Arumi bergerak cepat mencampurkan nasi ke dalam penggorengan, menambah bumbu-bumbu yang entah tak bisa kuhafal satu persatu. Mengaduknya hingga beberapa saat, mencicipi dan berakhir dengan mematikan kompor.
Arumi berbalik,menatapku.
"Aku baru ingat kalau Mas Aris nggak suka nasi goreng."
Tau darimana dia? Aku takpernah sebocor itu menceritakan hal sepele seperti ini.
"Mama yang bilang. Aku ganti membeli mie instan ya? Mini market di depan rumah sepertinya masih buka."
"Jangan, nggak usah. Aku mau mencicipi nasi goreng buatanmu."
"Tapi, Mas kan nggak suka? Jangan dipaksa. Aku keluar sebentar saja—“
"Nggak usah, Rum," selaku melarangnya. "Nggak suka bukan berarti nggak doyan. pindahkan ke piring. Aku sudah lapar."
"Em, iya-iya. Tunggu sebentar."
Arumi malah terlihat gugup. Ia buru-buru mengambil dua piring, memindahkan nasi dan menambahkan telur ceplok di atasnya, menghidangkan di depanku. "Sudah siap," ucapnya. Dia beralih meraih dua gelas dan air putih.
"Makanlah, Mas." Dia menawarkan.
Aku menatap sepiring nasi goreng porsi menggunung. Di di dalamnya ada campuran sosis ayam suwir. Paling atas ada taburan bawang goreng dan telur ceplok. Menggiurkan kelihatannya.
"Dicicip dulu. Kalau nggak suka, jangan memaksa di makan," ucap Arumi.
Tak ada salahnya mencicipi. Kuarahkan sendok ke gundukan nasi, menyendok dan menyuapkan ke dalam mulut. Aku mengunyah dalam diam, terinjak Arumi memperhatikan gerak bibirku. Lalu kepergok olehku, dia buru-buru mengalihkan pandangan pada nasi goreng di depannya.
"Enak,” celetukku.
Sontak, Arumi mengangkat wajah. Meskipun tertutup cadar, aku yakin dia sedang tersenyum puas. Setidaknya dari gerak matanya.
Aku menggerakkan sendok, menyuap lagi dan lagi, hingga gundukan nasi yang berwarna kemerahan perlahan menyusut. Kupikir, aku hanya akan mencicipi beberapa sendok saja hanya untuk menghargai Arumi. Tetapi nyatanya,piring di depanku saat ini sudah kosong.
Sendok kuletakkan, kuamati Arumi yang menatapku dalam diam. Kurasa,dia sedang heran.

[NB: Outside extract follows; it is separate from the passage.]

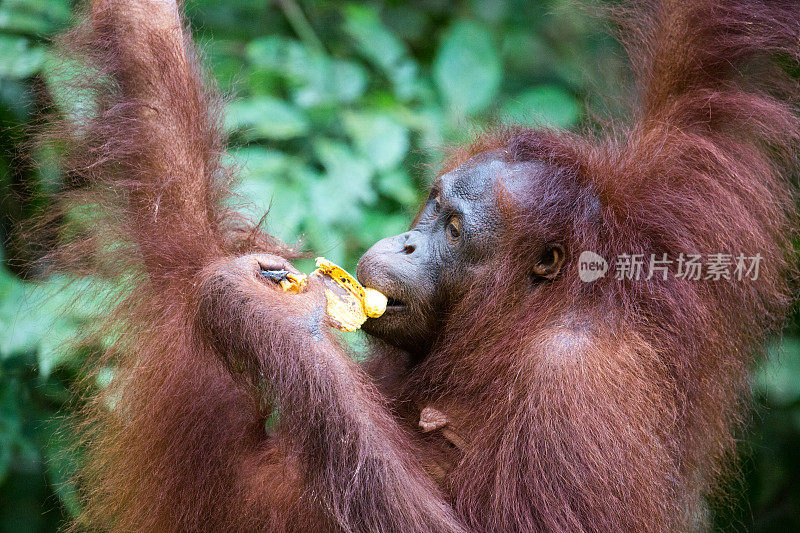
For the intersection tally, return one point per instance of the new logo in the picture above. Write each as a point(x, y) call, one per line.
point(591, 266)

"Aku lupa kalau kamu jago di dapur. Tapi kupikir, kamu cuma mahirnya membuat kue saja. Enak, kok. Nasi gorengnya enak. Ini pertama kalinya aku menghabiskan nasi goreng, porsi jumbo lagi."
Arumi meletakkan sendoknya, lalu menjawab, " Tadinya, Rum sudah khawatir kalau-kalau Mas Aris nggak doyan."

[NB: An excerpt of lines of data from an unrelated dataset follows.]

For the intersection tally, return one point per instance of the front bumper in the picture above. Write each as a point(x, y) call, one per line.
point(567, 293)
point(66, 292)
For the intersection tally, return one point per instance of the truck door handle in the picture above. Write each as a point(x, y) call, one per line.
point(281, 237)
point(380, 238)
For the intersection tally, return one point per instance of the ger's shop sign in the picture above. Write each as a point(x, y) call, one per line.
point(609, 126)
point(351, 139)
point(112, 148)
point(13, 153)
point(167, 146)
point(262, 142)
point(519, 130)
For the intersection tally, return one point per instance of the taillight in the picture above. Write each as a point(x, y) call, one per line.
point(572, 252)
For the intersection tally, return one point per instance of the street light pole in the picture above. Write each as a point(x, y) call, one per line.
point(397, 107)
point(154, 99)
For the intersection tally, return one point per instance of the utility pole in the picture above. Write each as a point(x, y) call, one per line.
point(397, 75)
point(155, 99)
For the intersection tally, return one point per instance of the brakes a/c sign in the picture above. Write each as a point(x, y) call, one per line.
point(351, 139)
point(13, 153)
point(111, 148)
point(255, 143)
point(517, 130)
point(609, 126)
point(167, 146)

Seenak ini, mana mungkin aku bilang nggak doyan?
"Sudah aku bilang, nggak suka bukan berarti nggak doyan ."
"Lain kali, aku buatkan lagi untuk Mas Aris."

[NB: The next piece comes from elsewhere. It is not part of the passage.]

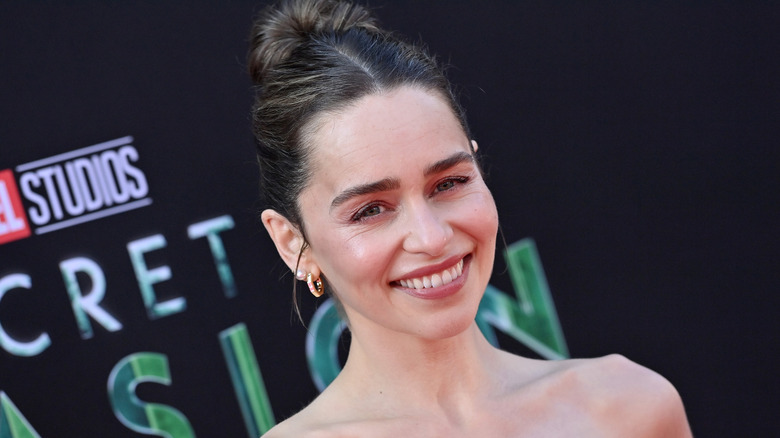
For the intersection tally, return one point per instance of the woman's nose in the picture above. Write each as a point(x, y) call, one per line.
point(427, 230)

Haruskah kukatakan padanya, Kapan-kapan kalau aku menginap lagi di sini lagi?
Rasanya, kok tidak lantas sekali.
"Ya, kalau menginap lagi di sini."
"Mas ini lucu sih! Ini kan rumahmu, kenapa jadi segan begitu? Setiap hari di sini juga nggak apa-apa kali, Mas. Atau aku kirimkan makannya ke kantor?"
Ke kantor? Arumi ke kantorku, begitu maksudnya?
"Eh, jangan. Maksudku, nggak usah repot-repot. Aku akan ke sini lagi besok."
"Nggak usah dijadwalkan, Mas. Kapanpun Mas mau datang, ya datang aja."
Arumi beranjak membawa serta dua piring bekas makan kami.
"Aku tau kok," ucapan Arumi sengaja dijeda, dia menoleh sesaat, seperti memastikan kalau aku juga memandangnya. Setelah itu, melanjutkan lagi perkataannya,
"Mas Aris tidak mungkin mau aku datang ke kantor. Mas malu mempunyai istri seperti Rum kan? Tapi nggak apa-apa. Rum nggak
akan tersinggung. Wajar Mas melakukan itu. Memang tidak semua orang bisa memahami keadaanku. Aku juga tidak mungkin
memaksakan orang-orang harus mengerti kondisiku. Jadi, tenang saja. Rum tidak akan
menuntut apa-apa dari Mas Aris."
Kok, rasanya sakit begini mendengar pengakuan Arumi. Tak dapat kupungkiri, bahwa ucapannya adalah sebuah fakta.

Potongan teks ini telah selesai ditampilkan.